Things were worse, however, in Canada:
I remember being at an ISPCon event and hearing a Canadian ISP owner
warning of the impending doom that Cable and DSL were going to bring
to the US market. He said that "we are a little ahead of you guys up
in Canada in terms of broadband (which they were), so what happens here
will most likely hit you next". I remember sitting there and thinking
"we are going to be a design and application company".
It was time to change:
That was in 1999. The first step to change for us was to cut all possible
costs associated with dialup, including marketing. Every dialup advertisement
was pulled. The year was 2001. This felt like business suicide at the
time, but it was a risk we needed to take so that we could take the
limited resources we had at the time and put them towards building our
datacenter and bringing in new talent. We had thirteen employees in
1999 and by 2001 we had downsized to about seven.
But business did turn around, and Delaware.net is stronger than ever:
We didn't lay a lot of people off, we just resisted rehiring after
normal turnover. Today our head count is back at up, and we even have
two boomerangs (employees that left and ended up coming back), and a
third boomerang that now wants to come back as well. I think the reason
we have so many boomerangs has a lot to do with the culture of our small
company. Everyone is pretty passionate about what they do here, and
after you work with a group like that it is hard to punch a clock and
work with a lot of coasters somewhere else. Our revenue per employee
and revenue per customer is much higher than it was five years ago.
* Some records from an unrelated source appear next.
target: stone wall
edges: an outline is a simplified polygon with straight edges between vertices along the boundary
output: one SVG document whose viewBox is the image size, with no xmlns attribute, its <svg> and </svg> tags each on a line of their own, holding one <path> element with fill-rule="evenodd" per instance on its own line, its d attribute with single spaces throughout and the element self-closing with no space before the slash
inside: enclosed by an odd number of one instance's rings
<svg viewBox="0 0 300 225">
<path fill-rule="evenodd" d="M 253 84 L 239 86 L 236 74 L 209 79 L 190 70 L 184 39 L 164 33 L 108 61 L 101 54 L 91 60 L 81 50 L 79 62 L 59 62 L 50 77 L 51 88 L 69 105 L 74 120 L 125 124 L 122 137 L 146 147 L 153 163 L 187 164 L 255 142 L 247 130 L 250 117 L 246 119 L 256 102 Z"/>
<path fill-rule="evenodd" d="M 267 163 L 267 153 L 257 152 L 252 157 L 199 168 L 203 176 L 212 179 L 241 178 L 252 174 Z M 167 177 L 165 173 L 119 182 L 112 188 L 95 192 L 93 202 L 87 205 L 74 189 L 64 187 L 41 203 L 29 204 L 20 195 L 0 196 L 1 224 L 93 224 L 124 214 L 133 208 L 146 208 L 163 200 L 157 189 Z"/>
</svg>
The ISP made the transition before the monopolies invaded:
When Cable and DSL finally hit our area, more and more modems sat
empty and the cash flow management could have destroyed us if we were
not already pushing domain registrations, shared hosting, ecommerce,
web design, and other services to make up the difference of the lost
dialup revenue. We watched pretty much all of the local large
dialup ISPs try to launch facilities-based DSL, and the cash burn rate
set them on fire. They are all gone. Some quietly got sold in the middle
of the night without much fanfare. Once we were able to outsource dialup,
it did not matter what our modem-to-user ratio was. If a dialup customer
left us, or did not connect in a particular month, we did not have to
pay the outsource company for that user. What a concept! Moving away
from dialup also meant moving away from broadband sales for us. When
local companies could get cable for a fraction of the cost of a T-1,
they would. And when they would save a ton of money by getting voice
and data together on a voice/data T-1, they would. So our company mantra
became "We won't just sell the wire anymore, because anyone can sell
a wire. To add value, we need to sell what goes through the wire to
build loyalty." This remains true for us today.